= Portable ultrasound =

Modality of medical ultrasonography

Portable ultrasound is a modality of medical ultrasonography that utilizes small and light devices, compared to the console-style ultrasound machines that preceded them. In most cases these mobile ultrasound systems could be carried by hand and in some cases even operated for a time on battery power alone. The first portable ultrasound machines arrived in the early 1980s but battery powered systems that could be easily carried did not arrive until the late 1990s.

==History==
The ADR 2130, designed by Marty Wilcox was the first portable ultrasound unit commercially available in the United States, being released in 1975. This unit weighed about 25 lbs, had 3 linear probes to choose from and used an oscilloscope for a display instead of a TV monitor. ADR was later purchased by ATL which later spun off its portable technology into a company that became Sonosite.

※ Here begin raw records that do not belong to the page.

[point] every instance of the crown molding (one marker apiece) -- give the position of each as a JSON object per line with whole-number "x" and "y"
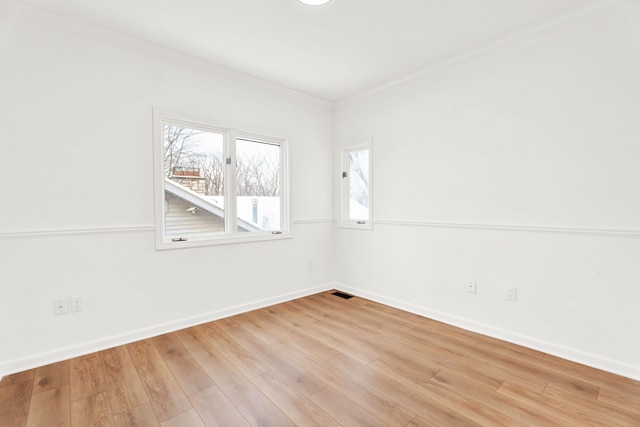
{"x": 568, "y": 19}
{"x": 21, "y": 11}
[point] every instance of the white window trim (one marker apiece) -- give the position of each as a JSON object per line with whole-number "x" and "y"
{"x": 344, "y": 220}
{"x": 224, "y": 238}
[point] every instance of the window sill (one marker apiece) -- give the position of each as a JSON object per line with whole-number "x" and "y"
{"x": 368, "y": 225}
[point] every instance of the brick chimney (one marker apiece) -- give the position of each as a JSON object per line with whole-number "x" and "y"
{"x": 190, "y": 178}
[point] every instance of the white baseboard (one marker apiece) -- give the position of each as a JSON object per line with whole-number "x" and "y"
{"x": 57, "y": 355}
{"x": 573, "y": 355}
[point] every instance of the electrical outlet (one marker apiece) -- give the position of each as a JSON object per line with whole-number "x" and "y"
{"x": 59, "y": 306}
{"x": 472, "y": 287}
{"x": 77, "y": 303}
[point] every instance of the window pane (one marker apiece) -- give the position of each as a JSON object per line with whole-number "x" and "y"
{"x": 359, "y": 185}
{"x": 258, "y": 178}
{"x": 194, "y": 181}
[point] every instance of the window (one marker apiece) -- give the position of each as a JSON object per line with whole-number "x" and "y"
{"x": 356, "y": 206}
{"x": 217, "y": 185}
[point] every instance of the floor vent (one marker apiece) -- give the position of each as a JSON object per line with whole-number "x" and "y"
{"x": 342, "y": 295}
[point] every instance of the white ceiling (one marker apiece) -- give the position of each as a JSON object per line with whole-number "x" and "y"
{"x": 332, "y": 51}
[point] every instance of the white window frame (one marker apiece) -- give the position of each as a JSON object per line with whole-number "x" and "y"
{"x": 230, "y": 235}
{"x": 345, "y": 220}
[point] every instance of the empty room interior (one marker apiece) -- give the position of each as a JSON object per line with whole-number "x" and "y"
{"x": 365, "y": 212}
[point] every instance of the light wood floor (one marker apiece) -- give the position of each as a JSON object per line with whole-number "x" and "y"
{"x": 319, "y": 360}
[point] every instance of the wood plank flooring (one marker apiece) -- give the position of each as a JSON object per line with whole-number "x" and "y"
{"x": 319, "y": 361}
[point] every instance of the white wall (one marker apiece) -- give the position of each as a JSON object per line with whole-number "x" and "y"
{"x": 516, "y": 167}
{"x": 77, "y": 190}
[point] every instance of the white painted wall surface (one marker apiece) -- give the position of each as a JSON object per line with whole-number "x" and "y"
{"x": 76, "y": 114}
{"x": 541, "y": 134}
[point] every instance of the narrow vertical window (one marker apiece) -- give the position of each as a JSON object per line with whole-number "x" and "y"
{"x": 356, "y": 185}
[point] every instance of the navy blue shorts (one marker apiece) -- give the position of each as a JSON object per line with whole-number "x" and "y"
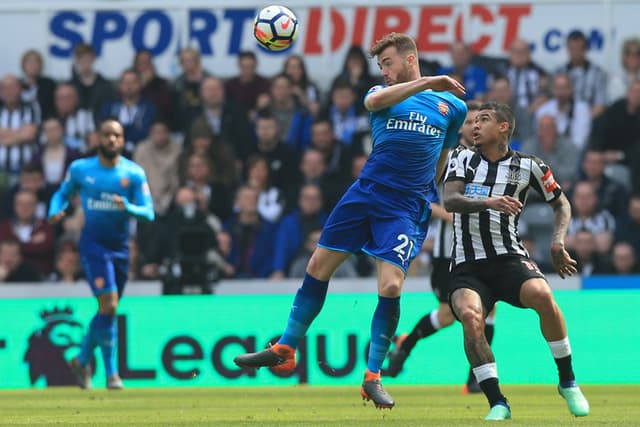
{"x": 105, "y": 270}
{"x": 385, "y": 223}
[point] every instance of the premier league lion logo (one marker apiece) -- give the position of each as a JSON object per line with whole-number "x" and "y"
{"x": 52, "y": 346}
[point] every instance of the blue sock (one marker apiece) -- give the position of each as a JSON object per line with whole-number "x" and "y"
{"x": 306, "y": 306}
{"x": 383, "y": 327}
{"x": 88, "y": 343}
{"x": 106, "y": 334}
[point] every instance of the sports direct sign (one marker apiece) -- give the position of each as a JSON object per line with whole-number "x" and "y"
{"x": 118, "y": 29}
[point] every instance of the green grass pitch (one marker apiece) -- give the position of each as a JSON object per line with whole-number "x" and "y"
{"x": 309, "y": 406}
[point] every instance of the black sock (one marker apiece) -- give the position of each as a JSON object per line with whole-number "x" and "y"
{"x": 423, "y": 329}
{"x": 491, "y": 389}
{"x": 565, "y": 371}
{"x": 488, "y": 333}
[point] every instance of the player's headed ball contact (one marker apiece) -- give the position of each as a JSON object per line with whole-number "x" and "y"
{"x": 275, "y": 28}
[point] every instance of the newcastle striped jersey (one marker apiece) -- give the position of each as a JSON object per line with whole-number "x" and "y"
{"x": 489, "y": 233}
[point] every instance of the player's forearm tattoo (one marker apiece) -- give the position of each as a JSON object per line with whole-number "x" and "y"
{"x": 561, "y": 219}
{"x": 478, "y": 351}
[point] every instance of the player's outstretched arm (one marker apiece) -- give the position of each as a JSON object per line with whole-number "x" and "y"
{"x": 385, "y": 97}
{"x": 563, "y": 264}
{"x": 60, "y": 199}
{"x": 142, "y": 208}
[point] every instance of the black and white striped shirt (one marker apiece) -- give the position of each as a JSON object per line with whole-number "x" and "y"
{"x": 589, "y": 82}
{"x": 489, "y": 233}
{"x": 13, "y": 157}
{"x": 525, "y": 84}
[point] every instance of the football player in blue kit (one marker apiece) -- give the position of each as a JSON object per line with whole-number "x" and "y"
{"x": 385, "y": 213}
{"x": 112, "y": 189}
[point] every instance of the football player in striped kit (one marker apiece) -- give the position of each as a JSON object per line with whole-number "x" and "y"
{"x": 486, "y": 190}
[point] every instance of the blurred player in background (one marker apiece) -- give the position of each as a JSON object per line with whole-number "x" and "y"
{"x": 442, "y": 316}
{"x": 385, "y": 213}
{"x": 486, "y": 189}
{"x": 112, "y": 189}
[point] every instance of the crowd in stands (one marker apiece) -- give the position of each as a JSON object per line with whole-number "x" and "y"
{"x": 258, "y": 162}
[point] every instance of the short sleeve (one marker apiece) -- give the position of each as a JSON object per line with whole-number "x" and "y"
{"x": 542, "y": 180}
{"x": 456, "y": 167}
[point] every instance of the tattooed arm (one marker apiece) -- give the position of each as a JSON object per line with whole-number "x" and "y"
{"x": 562, "y": 262}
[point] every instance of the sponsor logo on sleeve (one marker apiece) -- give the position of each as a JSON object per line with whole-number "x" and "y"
{"x": 549, "y": 182}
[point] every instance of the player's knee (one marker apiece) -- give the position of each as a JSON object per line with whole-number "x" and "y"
{"x": 445, "y": 317}
{"x": 317, "y": 269}
{"x": 471, "y": 318}
{"x": 391, "y": 289}
{"x": 543, "y": 302}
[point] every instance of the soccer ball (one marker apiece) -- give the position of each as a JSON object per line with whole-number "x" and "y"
{"x": 275, "y": 28}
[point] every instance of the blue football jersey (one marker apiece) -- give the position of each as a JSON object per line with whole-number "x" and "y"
{"x": 105, "y": 223}
{"x": 408, "y": 138}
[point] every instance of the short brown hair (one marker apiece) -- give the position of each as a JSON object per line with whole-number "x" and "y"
{"x": 83, "y": 49}
{"x": 473, "y": 105}
{"x": 402, "y": 42}
{"x": 503, "y": 114}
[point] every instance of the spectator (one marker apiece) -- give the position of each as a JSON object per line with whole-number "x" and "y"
{"x": 572, "y": 115}
{"x": 291, "y": 233}
{"x": 223, "y": 118}
{"x": 584, "y": 251}
{"x": 227, "y": 271}
{"x": 252, "y": 238}
{"x": 501, "y": 92}
{"x": 471, "y": 76}
{"x": 529, "y": 82}
{"x": 225, "y": 167}
{"x": 135, "y": 113}
{"x": 619, "y": 83}
{"x": 624, "y": 259}
{"x": 617, "y": 130}
{"x": 337, "y": 160}
{"x": 612, "y": 196}
{"x": 31, "y": 179}
{"x": 556, "y": 150}
{"x": 94, "y": 91}
{"x": 628, "y": 226}
{"x": 348, "y": 125}
{"x": 36, "y": 88}
{"x": 12, "y": 267}
{"x": 299, "y": 264}
{"x": 159, "y": 157}
{"x": 35, "y": 235}
{"x": 270, "y": 198}
{"x": 78, "y": 122}
{"x": 187, "y": 247}
{"x": 588, "y": 79}
{"x": 212, "y": 196}
{"x": 305, "y": 91}
{"x": 186, "y": 90}
{"x": 586, "y": 216}
{"x": 18, "y": 128}
{"x": 67, "y": 268}
{"x": 249, "y": 89}
{"x": 154, "y": 88}
{"x": 283, "y": 159}
{"x": 355, "y": 70}
{"x": 313, "y": 168}
{"x": 55, "y": 156}
{"x": 294, "y": 121}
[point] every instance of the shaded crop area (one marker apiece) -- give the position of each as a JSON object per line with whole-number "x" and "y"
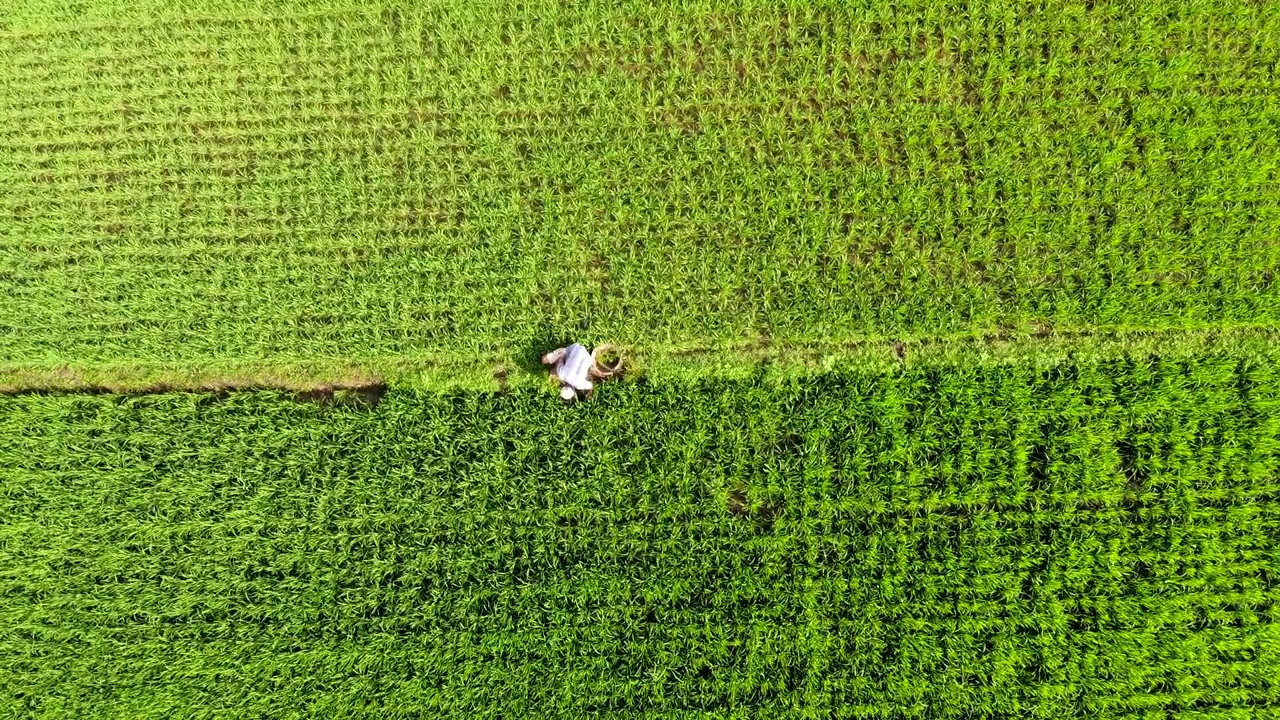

ATL was later purchased by Philips while Sonosite came out with its first battery powered portable offering, the Sonosite 180 released in 1998. Previous to this, Ecton produced a low-cost portable cardiac ultrasound system that could be carried by hand in March 1998, called the Sonnet but the test prototypes were never put into full-scale production because of difficulty finding venture capital. Ecton was purchased by Acuson in 1999 and the Sonnet system was released as the Acuson Cypress Cypress portable ultrasound system in 2000. The first battery powered portable was the Organon Teknika MiniVisor produced in 1979, but which saw only limited production. The device was created by a team led by Klaas Bom of the Erasmus MC and Organon Teknika. The first dual-touch screen portable the Hyperion ultrasound system distributed through Graydon Pierce Imaging is designed specifically for the most hostile and demanding medical environments – Military Medical Applications (MEDCOM), Emergency Medical Services, Trauma Centers and Humanitarian Relief Operations. Recently GE has come out with the VScan and Vscan dual probe, which offer almost a micro-ultrasound. Importantly, its price point is such that they can be issued to individual physicians.

=== Color Portable Ultrasound ===
In 1994, Alice Chiang, through technology she developed at MIT, patented the first color portable ultrasound. Transferring the applications of radar, sonar, and telecommunications used by the U.S. Department of Defense. She founded Terason, a medical device technology company, increasing the availability of portable ultrasound imaging.

== Uses ==

Portable ultrasound machines are typically used in situations where space is limited, mobility is important, or the scanning must be done in the field. OB/GYN doctors were the first to start using portable ultrasound systems as these could be brought bedside or were affordable enough to be purchased by a private practice. Currently portable ultrasound machines are used in Cardiac, Vascular, Radiology, Endocrinology, Pediatric, Gastroenterology, Hepatology and OB/GYN applications. In addition, EMS personnel from several countries including Germany, Italy, France, and the United States have used portable ultrasound evaluations in the field.